Far more than politics at stake in pension debate
BY DAVID ROEDER Business Reporter August 16, 2012 11:19PM
Mike Phillips, of Vandalia, Ill., and other union protesters, supporters, and labor leaders, boo Illinois Gov. Pat Quinn in protest saying he is betraying the Democratic party's tradition of supporting working men and women, on Governor's Day at the Illinois State Fair Wednesday, Aug. 15, 2012 in Springfield, IL. (AP Photo/Seth Perlman)
Updated: September 18, 2012 6:25AM
It’s back and as stubborn as ever: the Illinois Pension Fund Debate.
The state’s underfunded and, by many reckonings, overly generous pension funds get a day in the legislative spotlight Friday. Gov. Pat Quinn called the General Assembly into session to deal with the issue, picking a day in which Illinois House members are expected to be in Springfield anyway.
They are scheduled to vote on expelling a member accused of taking bribes, so perhaps Quinn thought he could shame them into doing other business. But he can’t compel a pension solution, short of locking the four legislative leaders in a storage closet until they agree.
That tactic might have to wait until things get desperate, although Quinn has been arguing that the state is close to that point. You’ve heard the dire “Illinois is broke” comments before and perhaps wrote them off as blather, but the seriousness is real.
The debate comes down to two numbers: $83 billion and 43 percent. The first is the estimated unfunded liability of the five pension systems the state operates. The second is the unfunded part’s portion of total liabilities.
The financial picture is the worst for any state pension system.
But perhaps a better way to think of the problem is that pensions have morphed into a monster eating the state budget. Under current law, the state must set aside more money yearly as a pension contribution, leaving less for other state functions.
In fiscal 2013, that amounts to more than $5 billion. Jerry Stermer, Quinn’s budget director, said that if you add payments for debt Illinois issued for past pension contributions, the total is greater than annual state aid to education.

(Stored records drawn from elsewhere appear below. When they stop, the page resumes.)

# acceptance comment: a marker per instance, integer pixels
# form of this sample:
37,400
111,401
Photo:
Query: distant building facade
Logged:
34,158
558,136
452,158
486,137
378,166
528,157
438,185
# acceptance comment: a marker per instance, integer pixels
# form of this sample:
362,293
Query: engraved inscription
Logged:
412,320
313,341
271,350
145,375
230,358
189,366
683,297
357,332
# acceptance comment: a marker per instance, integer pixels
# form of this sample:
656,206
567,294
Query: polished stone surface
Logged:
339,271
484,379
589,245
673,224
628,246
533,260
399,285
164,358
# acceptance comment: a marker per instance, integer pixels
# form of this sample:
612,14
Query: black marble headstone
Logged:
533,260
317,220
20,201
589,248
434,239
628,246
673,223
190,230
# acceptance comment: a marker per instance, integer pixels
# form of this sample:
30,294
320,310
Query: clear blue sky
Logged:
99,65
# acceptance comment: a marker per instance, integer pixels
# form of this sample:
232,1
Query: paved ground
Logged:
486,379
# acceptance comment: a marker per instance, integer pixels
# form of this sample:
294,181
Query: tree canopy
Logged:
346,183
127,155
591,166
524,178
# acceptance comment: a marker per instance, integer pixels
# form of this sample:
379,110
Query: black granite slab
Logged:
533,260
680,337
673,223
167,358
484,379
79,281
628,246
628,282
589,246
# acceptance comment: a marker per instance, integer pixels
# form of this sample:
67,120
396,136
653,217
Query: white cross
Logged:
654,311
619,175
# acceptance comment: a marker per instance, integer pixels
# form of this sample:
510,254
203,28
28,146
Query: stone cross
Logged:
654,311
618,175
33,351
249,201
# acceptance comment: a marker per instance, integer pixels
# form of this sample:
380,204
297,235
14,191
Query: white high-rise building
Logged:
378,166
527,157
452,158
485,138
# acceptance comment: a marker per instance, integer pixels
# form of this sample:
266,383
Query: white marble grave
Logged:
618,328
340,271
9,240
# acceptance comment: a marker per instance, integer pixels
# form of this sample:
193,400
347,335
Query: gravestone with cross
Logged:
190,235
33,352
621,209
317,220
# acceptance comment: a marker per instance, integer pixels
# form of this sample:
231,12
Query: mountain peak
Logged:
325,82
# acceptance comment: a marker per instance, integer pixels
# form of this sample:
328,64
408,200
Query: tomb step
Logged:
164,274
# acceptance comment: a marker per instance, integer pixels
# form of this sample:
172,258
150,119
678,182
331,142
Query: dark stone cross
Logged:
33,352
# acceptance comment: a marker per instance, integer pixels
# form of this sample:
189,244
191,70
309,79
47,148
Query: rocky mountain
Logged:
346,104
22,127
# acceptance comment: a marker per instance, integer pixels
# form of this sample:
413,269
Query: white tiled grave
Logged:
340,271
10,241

The monster is growing. A report by the Civic Federation, a fiscal watchdog, found that state pension payments were about 7.5 percent of the state’s general revenue fund in fiscal 2002. Currently, it’s about 15 percent and projections show it increasing during this decade to 27 percent.
Anybody with a political sense will ask, why the emergency session? Won’t the crisis be around in the same form after the November election?

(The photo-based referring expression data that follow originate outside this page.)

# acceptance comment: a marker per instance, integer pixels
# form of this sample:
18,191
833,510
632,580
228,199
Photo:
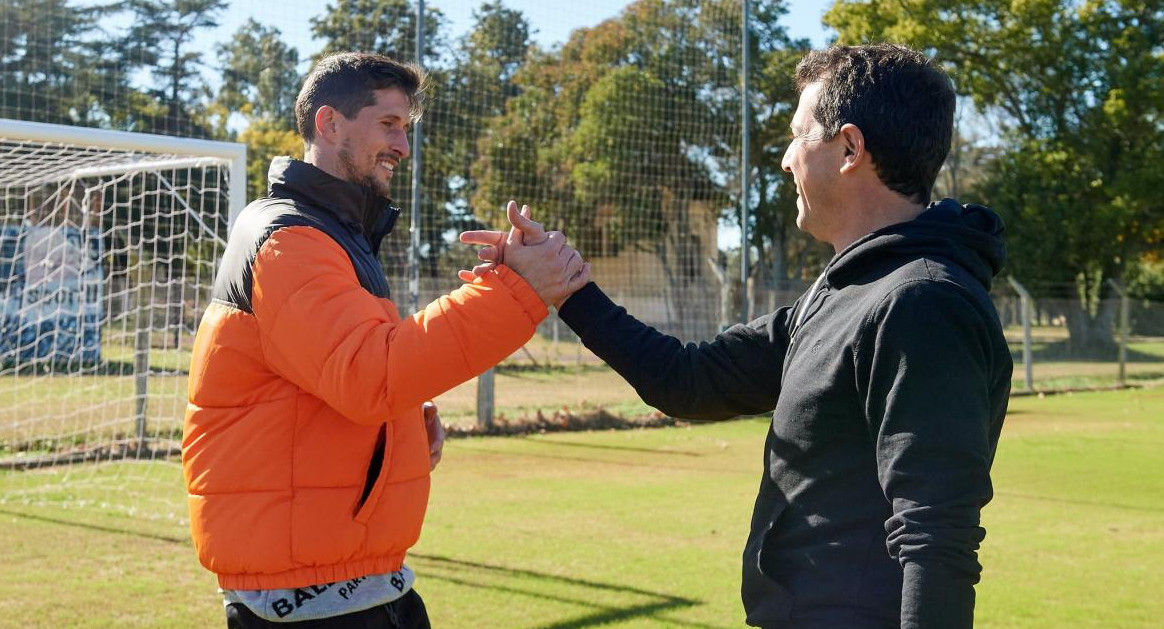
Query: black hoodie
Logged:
887,384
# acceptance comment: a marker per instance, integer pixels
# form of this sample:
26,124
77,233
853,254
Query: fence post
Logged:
141,376
1123,330
485,400
745,136
417,170
1024,313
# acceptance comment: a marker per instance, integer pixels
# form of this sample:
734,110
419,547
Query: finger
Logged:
532,232
516,235
482,237
468,276
579,280
556,241
574,263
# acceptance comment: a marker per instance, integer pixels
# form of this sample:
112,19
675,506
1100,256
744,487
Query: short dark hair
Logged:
900,99
348,82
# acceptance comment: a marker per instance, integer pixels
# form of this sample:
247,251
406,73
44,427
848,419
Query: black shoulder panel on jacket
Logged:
264,217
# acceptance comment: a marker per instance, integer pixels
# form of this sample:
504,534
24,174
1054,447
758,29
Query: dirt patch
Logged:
562,421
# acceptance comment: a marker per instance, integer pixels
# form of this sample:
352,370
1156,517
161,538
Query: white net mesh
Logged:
107,260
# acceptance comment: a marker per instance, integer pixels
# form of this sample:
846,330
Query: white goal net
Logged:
108,244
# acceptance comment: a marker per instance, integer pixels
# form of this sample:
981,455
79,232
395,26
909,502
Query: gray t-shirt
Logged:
325,600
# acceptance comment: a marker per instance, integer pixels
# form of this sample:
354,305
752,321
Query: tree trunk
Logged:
1092,336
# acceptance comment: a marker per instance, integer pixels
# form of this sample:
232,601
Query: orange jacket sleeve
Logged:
320,330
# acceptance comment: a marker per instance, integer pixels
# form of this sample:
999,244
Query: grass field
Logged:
644,529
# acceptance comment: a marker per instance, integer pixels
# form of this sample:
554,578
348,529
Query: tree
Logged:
260,76
1078,90
632,122
260,82
52,69
160,40
388,27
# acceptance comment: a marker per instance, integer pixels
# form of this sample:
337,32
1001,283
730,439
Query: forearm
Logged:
935,595
736,374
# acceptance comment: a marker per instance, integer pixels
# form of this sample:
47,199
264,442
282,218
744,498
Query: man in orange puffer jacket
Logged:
306,447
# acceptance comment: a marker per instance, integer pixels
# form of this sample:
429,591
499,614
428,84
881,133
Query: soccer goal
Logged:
108,245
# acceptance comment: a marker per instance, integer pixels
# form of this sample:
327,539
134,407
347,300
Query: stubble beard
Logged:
366,179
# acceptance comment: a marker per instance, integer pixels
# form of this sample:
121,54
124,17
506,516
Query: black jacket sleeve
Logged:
738,373
925,362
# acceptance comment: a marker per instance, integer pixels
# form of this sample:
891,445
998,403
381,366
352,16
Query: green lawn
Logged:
639,529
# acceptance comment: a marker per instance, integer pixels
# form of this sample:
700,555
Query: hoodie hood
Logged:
359,206
969,235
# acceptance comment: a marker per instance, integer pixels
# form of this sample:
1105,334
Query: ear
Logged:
853,142
326,119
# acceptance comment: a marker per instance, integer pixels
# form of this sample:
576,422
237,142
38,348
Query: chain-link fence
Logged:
618,122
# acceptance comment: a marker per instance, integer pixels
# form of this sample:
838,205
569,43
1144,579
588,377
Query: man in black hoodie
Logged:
887,381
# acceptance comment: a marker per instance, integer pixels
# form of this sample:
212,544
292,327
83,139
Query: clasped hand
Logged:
553,268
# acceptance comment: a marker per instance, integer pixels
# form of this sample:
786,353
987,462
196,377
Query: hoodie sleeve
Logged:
320,330
925,367
738,373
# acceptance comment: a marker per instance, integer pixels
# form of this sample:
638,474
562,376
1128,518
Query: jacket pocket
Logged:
765,600
374,480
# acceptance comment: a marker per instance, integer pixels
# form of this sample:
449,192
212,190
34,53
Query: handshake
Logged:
553,268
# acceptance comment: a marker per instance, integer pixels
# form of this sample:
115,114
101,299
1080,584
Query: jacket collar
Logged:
355,205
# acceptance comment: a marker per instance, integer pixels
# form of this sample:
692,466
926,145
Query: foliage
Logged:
160,40
388,27
267,139
1078,90
260,78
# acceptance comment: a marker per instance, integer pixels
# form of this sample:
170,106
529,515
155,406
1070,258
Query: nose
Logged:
400,145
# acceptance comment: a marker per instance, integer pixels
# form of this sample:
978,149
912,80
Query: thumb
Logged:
517,235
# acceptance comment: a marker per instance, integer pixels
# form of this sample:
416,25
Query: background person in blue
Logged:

It will, but the risk in the meantime is that agencies that rate the state’s bonds will downgrade them, forcing taxpayers to pay a higher interest rate and knocking the budget more out of whack. John Sinsheimer, director of capital markets in the Quinn administration, said he worries that one agency, Standard & Poor’s, could hand the state a “double downgrade,” cutting its rating by two levels. S&P has threatened a ratings cut this year.
A double downgrade could take state bonds out of the top-rated “A” level that signifies investment grade. “It’s a long time until November. The state has a lot of debt to issue between now and then,” said Laurence Msall, president of the Civic Federation.
What are the proposals on the table?
Quinn has one that aims to make the pensions 100 percent funded by 2042. Current projections are for 90 percent funding by 2045, but that assumes ongoing growth in state contributions.
The governor wants to raise employee contributions by 3 percent, reduce cost-of-living adjustments and phase in a higher retirement age. And he wants to transfer the cost of pensions for suburban and Downstate teachers to local districts.
Republicans have called the plan an unconscionable shift of a cost to local property taxpayers and pronounced the plan dead.
Senate President John Cullerton (D-Chicago) has backed a limited plan dealing with only two state pension funds, and only one of the three that have the lion’s share of the assets. It would give retirees a choice of continuing to get free health insurance, itself another state debt issue, or taking a maximum 3 percent cost-of-living increase each year.
Supporters agree that the bill is barely a half-measure, but might be the only legislation that’s doable before November. Detractors say it’s ineffective and that state worker unions will sue over it, creating a court fight that would further set back pension reform.
The Cullerton bill could come to a vote, although House Minority Leader Tom Cross (R-Oswego) has branded it “nibbling around the edges” and has said he’ll vote only for comprehensive reform.
Democrats are nervous about angering their base in public-sector unions. Republicans, sources said, are feeling pressure from their fund-raisers to avoid helping Democrats claim any progress on pensions.
Both sides would rather voters not bestir themselves over an $83 billion gap. During this fall’s campaign stops, legislators don’t want questions about their three choices for closing it: reneging on promises to retirees, raising revenue or cutting spending on other government services.
So don’t give a second thought to billion-dollar numbers and bond ratings.
The politicians are counting on you.